The figures concerned are so large they are actually quite hard to visualise. Therefore I have tried to give them some perspective. An individual (Britain) earns a salary of £50,000pa (or £520bn). Unfortunately he is spending around £53,000 (£550bn), but business looks good and for six years neither he nor his bank are worried. One day a hurricane which started in America blows into Britain and the roof of the house falls in (the banking crisis). He blames the builders (the banks), but has to admit that during the good years he put no money aside to deal with the unexpected and didn’t undertake regular inspections of his building.

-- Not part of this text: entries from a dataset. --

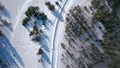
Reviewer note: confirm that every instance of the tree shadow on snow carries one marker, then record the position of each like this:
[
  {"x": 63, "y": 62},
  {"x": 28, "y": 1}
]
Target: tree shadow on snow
[
  {"x": 8, "y": 54},
  {"x": 58, "y": 15},
  {"x": 45, "y": 58}
]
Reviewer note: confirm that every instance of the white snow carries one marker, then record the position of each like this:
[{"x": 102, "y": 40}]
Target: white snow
[{"x": 54, "y": 31}]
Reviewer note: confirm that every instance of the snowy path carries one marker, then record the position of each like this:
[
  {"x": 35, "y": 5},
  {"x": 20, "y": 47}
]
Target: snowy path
[{"x": 56, "y": 37}]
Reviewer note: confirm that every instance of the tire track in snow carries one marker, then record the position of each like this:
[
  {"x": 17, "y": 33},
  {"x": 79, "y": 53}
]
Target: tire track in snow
[{"x": 54, "y": 37}]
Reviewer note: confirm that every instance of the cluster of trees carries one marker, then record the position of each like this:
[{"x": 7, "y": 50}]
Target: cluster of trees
[
  {"x": 50, "y": 6},
  {"x": 33, "y": 12},
  {"x": 1, "y": 33},
  {"x": 110, "y": 21}
]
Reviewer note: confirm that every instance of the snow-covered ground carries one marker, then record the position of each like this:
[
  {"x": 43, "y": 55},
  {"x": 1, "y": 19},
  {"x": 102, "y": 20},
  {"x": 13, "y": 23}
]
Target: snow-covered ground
[{"x": 21, "y": 41}]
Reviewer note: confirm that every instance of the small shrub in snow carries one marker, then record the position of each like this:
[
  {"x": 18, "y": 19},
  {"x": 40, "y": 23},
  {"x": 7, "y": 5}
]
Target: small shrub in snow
[
  {"x": 25, "y": 20},
  {"x": 50, "y": 6}
]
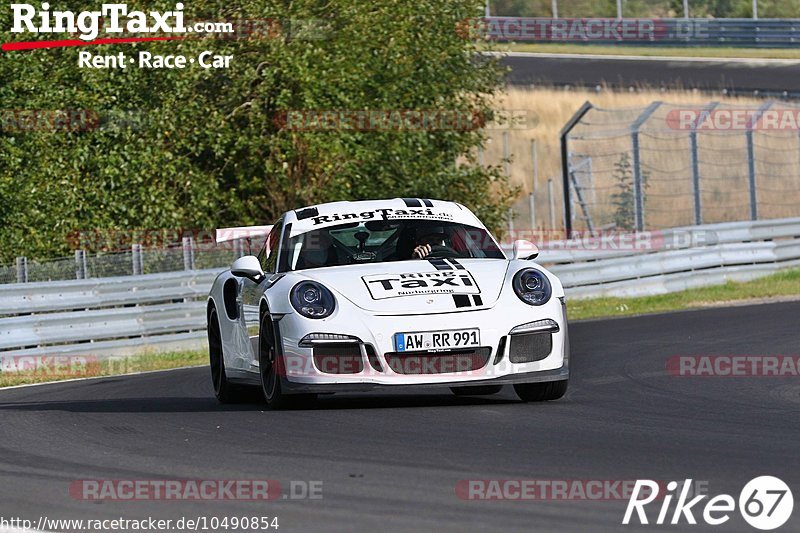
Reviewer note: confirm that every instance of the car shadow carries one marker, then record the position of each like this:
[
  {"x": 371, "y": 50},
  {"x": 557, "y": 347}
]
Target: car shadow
[{"x": 253, "y": 403}]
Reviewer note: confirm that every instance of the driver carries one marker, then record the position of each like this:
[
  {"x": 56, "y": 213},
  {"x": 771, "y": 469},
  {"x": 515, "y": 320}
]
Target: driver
[{"x": 426, "y": 242}]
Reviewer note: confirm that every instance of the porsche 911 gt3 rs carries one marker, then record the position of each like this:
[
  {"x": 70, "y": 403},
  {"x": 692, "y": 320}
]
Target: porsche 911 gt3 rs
[{"x": 352, "y": 296}]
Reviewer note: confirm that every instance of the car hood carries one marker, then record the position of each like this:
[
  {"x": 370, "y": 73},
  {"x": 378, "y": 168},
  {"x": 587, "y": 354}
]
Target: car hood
[{"x": 416, "y": 286}]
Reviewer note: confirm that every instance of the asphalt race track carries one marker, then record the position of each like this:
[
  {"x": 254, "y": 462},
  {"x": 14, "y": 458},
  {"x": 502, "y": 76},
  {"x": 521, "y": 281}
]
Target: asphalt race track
[
  {"x": 771, "y": 77},
  {"x": 391, "y": 463}
]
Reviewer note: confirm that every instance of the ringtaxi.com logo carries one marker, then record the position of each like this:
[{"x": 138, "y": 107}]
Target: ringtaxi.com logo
[{"x": 765, "y": 503}]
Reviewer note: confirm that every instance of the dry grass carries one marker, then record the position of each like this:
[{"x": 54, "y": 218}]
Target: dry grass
[
  {"x": 688, "y": 51},
  {"x": 665, "y": 155}
]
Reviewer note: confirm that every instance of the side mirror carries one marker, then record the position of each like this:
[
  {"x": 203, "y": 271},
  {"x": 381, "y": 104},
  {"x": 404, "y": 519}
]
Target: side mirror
[
  {"x": 525, "y": 250},
  {"x": 247, "y": 267}
]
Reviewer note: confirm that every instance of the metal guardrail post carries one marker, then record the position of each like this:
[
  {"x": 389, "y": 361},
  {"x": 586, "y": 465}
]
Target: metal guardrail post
[
  {"x": 136, "y": 258},
  {"x": 698, "y": 205},
  {"x": 638, "y": 185},
  {"x": 188, "y": 253},
  {"x": 565, "y": 131},
  {"x": 22, "y": 270},
  {"x": 531, "y": 197},
  {"x": 80, "y": 264},
  {"x": 751, "y": 160}
]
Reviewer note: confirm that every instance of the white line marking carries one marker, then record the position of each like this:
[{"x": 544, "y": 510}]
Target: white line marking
[
  {"x": 95, "y": 377},
  {"x": 748, "y": 60}
]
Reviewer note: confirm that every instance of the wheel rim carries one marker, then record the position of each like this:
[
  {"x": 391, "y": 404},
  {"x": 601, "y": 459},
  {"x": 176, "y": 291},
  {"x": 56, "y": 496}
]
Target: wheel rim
[
  {"x": 266, "y": 361},
  {"x": 215, "y": 351}
]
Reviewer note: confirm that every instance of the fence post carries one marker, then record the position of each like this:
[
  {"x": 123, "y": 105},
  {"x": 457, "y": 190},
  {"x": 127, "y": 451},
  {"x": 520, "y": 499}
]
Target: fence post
[
  {"x": 22, "y": 270},
  {"x": 552, "y": 203},
  {"x": 573, "y": 121},
  {"x": 638, "y": 186},
  {"x": 188, "y": 253},
  {"x": 751, "y": 159},
  {"x": 136, "y": 258},
  {"x": 506, "y": 155},
  {"x": 531, "y": 197},
  {"x": 698, "y": 205},
  {"x": 80, "y": 264}
]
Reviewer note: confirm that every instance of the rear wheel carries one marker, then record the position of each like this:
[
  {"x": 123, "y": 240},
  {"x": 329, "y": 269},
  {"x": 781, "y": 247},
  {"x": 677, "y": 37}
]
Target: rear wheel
[
  {"x": 482, "y": 390},
  {"x": 272, "y": 367},
  {"x": 224, "y": 390},
  {"x": 541, "y": 392}
]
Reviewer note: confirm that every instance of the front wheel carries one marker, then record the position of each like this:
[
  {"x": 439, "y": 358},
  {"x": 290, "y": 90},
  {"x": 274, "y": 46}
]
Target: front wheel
[
  {"x": 224, "y": 390},
  {"x": 271, "y": 368},
  {"x": 541, "y": 392}
]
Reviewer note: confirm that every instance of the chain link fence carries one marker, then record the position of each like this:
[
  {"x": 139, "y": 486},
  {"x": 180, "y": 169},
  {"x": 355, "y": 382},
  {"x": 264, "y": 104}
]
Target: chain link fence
[{"x": 664, "y": 166}]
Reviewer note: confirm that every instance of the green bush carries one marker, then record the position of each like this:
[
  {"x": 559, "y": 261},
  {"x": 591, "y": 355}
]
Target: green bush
[{"x": 198, "y": 148}]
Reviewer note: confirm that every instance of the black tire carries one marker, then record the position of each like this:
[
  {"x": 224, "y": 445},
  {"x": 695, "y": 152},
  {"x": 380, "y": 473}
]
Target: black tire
[
  {"x": 480, "y": 390},
  {"x": 271, "y": 368},
  {"x": 541, "y": 392},
  {"x": 224, "y": 390}
]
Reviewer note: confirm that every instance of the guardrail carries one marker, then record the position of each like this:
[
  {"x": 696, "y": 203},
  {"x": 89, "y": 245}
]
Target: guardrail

Large sums are spent putting it right. By now his earnings are £52,000 but his spending has gone up to £68,000. The bank thinks he is a bad risk and threatens to lower his credit rating and charge vast amounts of interest on his debt or possibly stop lending to him altogether.
Our friend weighs up two options. One is to carry on spending and hope that the banks will keep lending and that either something will turn up in a few decades or alternatively that he will be able to pass the debt on to his children.
The other, which he adopts, is to take action immediately to get his spending down to the level of his income within four years. The bank is pleased that he is now adopting a responsible attitude (in reality they would have declared him bankrupt!) and offer to let him carry on paying low rates of interest.
Of course, this is a simplistic analogy but one which goes some way to explaining the predicament. A failure to tackle debt now will leave an even bigger mess in a few years, leaving a millstone of debt around the necks of our children and grandchildren.
I will fight any decisions on cuts which I think are grossly unfair to my constituents in Monmouthshire, but rather than ask the Government to keep borrowing money I will look for ways of allowing money spent in one area to be matched with savings elsewhere.
The Coalition government is not going to take the easy option of risking long-term financial pain to win short term popularity. Instead we will face short-term financial pain to secure a long term economic future.